Viajantes estrangeiros costumam perder essa janela porque a Páscoa não é destaque no marketing turístico brasileiro e o calendário federal só reconhece formalmente a Sexta-feira Santa. Mas, na prática, é um feriadão de pico total: hotéis sobem tarifas 60-90% em relação às semanas de baixa temporada em volta, restaurantes exigem reserva e a BR-101 congestiona na quinta à tarde e domingo à noite. Reserve com dois meses de antecedência e paga preço de meia estação inteligente; reserve com duas semanas e paga preço próximo do Carnaval pelo que sobrar.
Quanto custa o feriadão de Páscoa
Um hotel de praia de padrão médio em Florianópolis, Bombinhas ou Praia do Rosa que sai por R$320 em meados de março chega a R$550-750 no feriado da Páscoa. Pousadas de design na Praia do Rosa passam de R$1.200-1.700. Torres na Avenida Atlântica em Balneário Camboriú alcançam R$600-950. Carros alugados no aeroporto de Florianópolis sobem de R$140 para R$220 a diária. Estadas mínimas de três ou quatro noites são padrão em todo o litoral, com algumas pousadas exigindo o bloco completo de quinta a domingo pago à vista.
Destinos do interior — Blumenau, Joinville, Urubici, São Joaquim — quase não mexem nos preços durante a Páscoa. A Serra está no começo da meia estação (as cores de outono estão lindas, temperaturas de 12-20°C, vinícolas em programação cheia) e as diárias ficam em R$300-500 em uma boa pousada. Se a viagem de Páscoa for reservada em cima da hora, migrar para o interior é a saída natural: quatro dias em uma região linda, volta para o aeroporto em três horas e menos da metade do preço do litoral.

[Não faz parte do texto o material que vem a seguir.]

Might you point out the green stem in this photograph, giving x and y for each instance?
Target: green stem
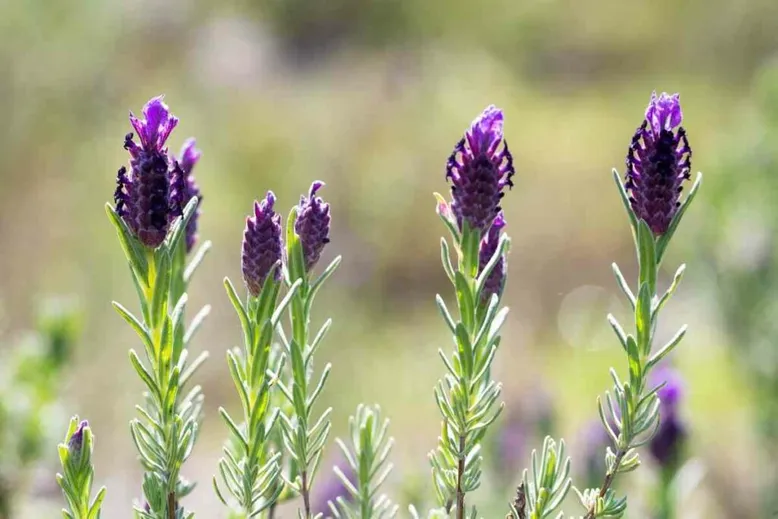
(460, 474)
(300, 319)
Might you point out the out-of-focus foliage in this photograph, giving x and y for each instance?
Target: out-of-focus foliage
(30, 375)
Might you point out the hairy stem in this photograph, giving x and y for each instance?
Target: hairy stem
(460, 474)
(609, 477)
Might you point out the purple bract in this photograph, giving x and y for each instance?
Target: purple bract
(313, 225)
(479, 169)
(658, 162)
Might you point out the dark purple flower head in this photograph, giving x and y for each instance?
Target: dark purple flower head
(658, 161)
(184, 187)
(496, 279)
(666, 445)
(330, 488)
(313, 225)
(479, 169)
(76, 442)
(261, 245)
(143, 196)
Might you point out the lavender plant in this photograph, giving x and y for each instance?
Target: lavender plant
(155, 217)
(304, 437)
(75, 455)
(480, 167)
(367, 468)
(252, 472)
(658, 163)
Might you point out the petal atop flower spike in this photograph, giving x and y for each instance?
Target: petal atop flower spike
(184, 188)
(479, 169)
(489, 243)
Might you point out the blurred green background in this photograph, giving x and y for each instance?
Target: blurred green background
(370, 96)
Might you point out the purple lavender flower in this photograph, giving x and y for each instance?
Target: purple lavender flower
(512, 443)
(668, 441)
(143, 196)
(495, 281)
(261, 244)
(184, 187)
(658, 161)
(76, 442)
(331, 488)
(479, 169)
(313, 225)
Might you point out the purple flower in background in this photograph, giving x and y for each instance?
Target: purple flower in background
(143, 196)
(313, 225)
(261, 245)
(658, 162)
(479, 169)
(666, 444)
(76, 442)
(496, 280)
(330, 488)
(512, 443)
(184, 187)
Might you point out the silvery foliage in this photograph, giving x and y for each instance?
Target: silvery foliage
(167, 428)
(630, 411)
(367, 456)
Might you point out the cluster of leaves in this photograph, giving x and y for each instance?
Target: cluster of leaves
(167, 428)
(275, 452)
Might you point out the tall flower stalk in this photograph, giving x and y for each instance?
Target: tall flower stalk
(153, 216)
(248, 470)
(658, 162)
(304, 435)
(75, 455)
(479, 169)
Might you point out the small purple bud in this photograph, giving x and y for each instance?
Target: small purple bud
(143, 198)
(261, 245)
(184, 187)
(76, 442)
(331, 488)
(658, 162)
(479, 169)
(313, 225)
(495, 282)
(668, 441)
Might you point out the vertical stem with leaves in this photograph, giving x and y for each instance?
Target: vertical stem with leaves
(657, 164)
(75, 455)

A disponibilidade de carros alugados também é bem melhor fora da costa.
O lado católico da Semana Santa
Santa Catarina é genuinamente católica de um jeito que partes do Brasil não são, e a Semana Santa mantém devoção real nas cidades menores. As procissões da Paixão de Cristo na Sexta-feira Santa em Laguna, São Francisco do Sul, Nova Trento e nas cidadezinhas da Serra são eventos locais espontâneos, não atrações turísticas. Nova Trento em especial — casa do santuário de Santa Paulina, primeira santa canonizada do Brasil — recebe romarias de 50.000 a 80.000 pessoas durante a Semana Santa, e os hotéis da cidade lotam com seis meses de antecedência.
Para o viajante interessado na camada cultural, passar a Sexta-feira Santa em uma dessas cidades menores é mais memorável do que mais um dia de praia. O centro histórico de Laguna — arquitetura colonial portuguesa dos anos 1700, praticamente intacta — recebe uma Via-Sacra pelas ruas a partir do meio da tarde de Sexta-feira Santa, seguida de uma missa solene à noite na Igreja Santo Antônio dos Anjos. Os restaurantes observam a abstinência da Sexta-feira Santa — a maioria serve só frutos do mar, sem carne vermelha. É o dia certo para comer siri ou pirão em um restaurante tradicional de Laguna, com moradores e não turistas.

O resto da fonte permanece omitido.